Quantum computing (QC) offers huge promise to accelerate a range of computationally intensive benchmarks. Quantum computing is limited, however, by the challenges of decoherence: i.e., a quantum state can only be maintained for short windows of time before it decoheres. While quantum error correction codes can protect against decoherence, fast execution time is the best defense against decoherence, so efficient architectures and effective scheduling algorithms are necessary. This paper proposes the Multi-SIMD QC architecture and then proposes and evaluates effective schedulers to map benchmark descriptions onto Multi-SIMD architectures. The Multi-SIMD model consists of a small number of SIMD regions, each of which may support operations on up to thousands of qubits per cycle. Efficient Multi-SIMD operation requires efficient scheduling.

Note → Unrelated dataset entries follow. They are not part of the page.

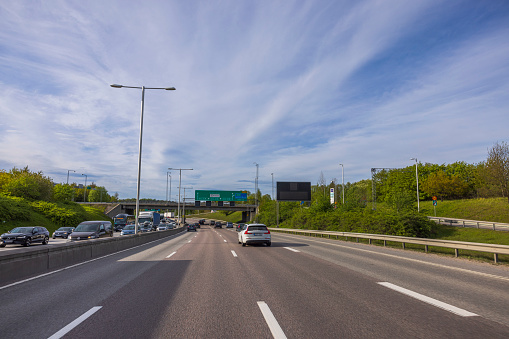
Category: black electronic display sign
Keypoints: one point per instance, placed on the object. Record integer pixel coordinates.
(293, 191)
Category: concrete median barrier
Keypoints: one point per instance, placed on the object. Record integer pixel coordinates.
(28, 262)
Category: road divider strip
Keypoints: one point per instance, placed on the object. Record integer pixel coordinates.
(434, 302)
(275, 329)
(75, 323)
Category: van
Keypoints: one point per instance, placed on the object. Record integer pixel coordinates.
(92, 230)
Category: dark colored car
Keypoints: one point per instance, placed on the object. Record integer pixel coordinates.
(92, 230)
(63, 232)
(25, 236)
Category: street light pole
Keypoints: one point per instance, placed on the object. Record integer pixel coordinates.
(272, 174)
(417, 179)
(343, 181)
(139, 150)
(85, 194)
(256, 190)
(167, 175)
(180, 184)
(68, 175)
(184, 212)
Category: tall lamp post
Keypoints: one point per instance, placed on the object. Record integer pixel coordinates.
(256, 191)
(85, 194)
(417, 179)
(184, 209)
(68, 175)
(168, 174)
(143, 88)
(343, 181)
(180, 184)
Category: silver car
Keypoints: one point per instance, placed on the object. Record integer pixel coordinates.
(255, 234)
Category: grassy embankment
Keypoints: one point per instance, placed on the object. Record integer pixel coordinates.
(20, 212)
(496, 210)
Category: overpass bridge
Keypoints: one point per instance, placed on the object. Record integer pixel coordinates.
(112, 209)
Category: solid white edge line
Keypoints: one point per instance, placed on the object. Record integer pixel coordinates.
(274, 327)
(75, 323)
(487, 275)
(434, 302)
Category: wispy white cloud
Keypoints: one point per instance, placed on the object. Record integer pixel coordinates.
(297, 86)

This work develops schedulers to reduce communication requirements of qubits between operating regions, while also improving parallelism.We find that communication to global memory is a dominant cost in QC. We also note that many quantum benchmarks have long serial operation paths (although each operation may be data parallel). To exploit this characteristic, we introduce Longest-Path-First Scheduling (LPFS) which pins operations to SIMD regions to keep data in-place and reduce communication to memory. The use of small, local scratchpad memories also further reduces communication. Our results show a 3% to 308% improvement for LPFS over conventional scheduling algorithms, and an additional 3% to 64% improvement using scratchpad memories. Our work is the most comprehensive software-to-quantum toolflow published to date, with efficient and practical scheduling techniques that reduce communication and increase parallelism for full-scale quantum code executing up to a trillion quantum gate operations.
量子计算中通信和并行性的编译器管理
量子计算(QC)为加速一系列计算密集型基准测试提供了巨大的希望。然而,量子计算受到退相干挑战的限制:即,量子态只能在退相干之前保持很短的时间窗口。虽然量子纠错码可以防止退相干,但快速的执行时间是防止退相干的最佳防御,因此高效的架构和有效的调度算法是必要的。本文提出了Multi-SIMD QC体系结构,然后提出并评估了将基准描述映射到Multi-SIMD体系结构上的有效调度程序。Multi-SIMD模型由少量SIMD区域组成,每个区域每个周期可以支持多达数千个量子位的操作。高效的Multi-SIMD操作需要高效的调度。这项工作开发了调度器,以减少操作区域之间量子比特的通信需求,同时也提高了并行性。我们发现,在QC中,与全局内存的通信是一个主要的成本。我们还注意到,许多量子基准测试具有很长的串行操作路径(尽管每个操作可能是数据并行的)。为了利用这一特性,我们引入了最长路径优先调度(LPFS),该调度将操作固定到SIMD区域,以保留数据并减少对内存的通信。使用小型本地刮记存储器也进一步减少了通信。我们的结果表明,与传统调度算法相比,LPFS的性能提高了3%到308%,使用刮刮板存储器的性能提高了3%到64%。我们的工作是迄今为止发布的最全面的软件到量子工具流,具有高效实用的调度技术,可减少通信并增加执行多达一万亿量子门操作的全尺寸量子代码的并行性。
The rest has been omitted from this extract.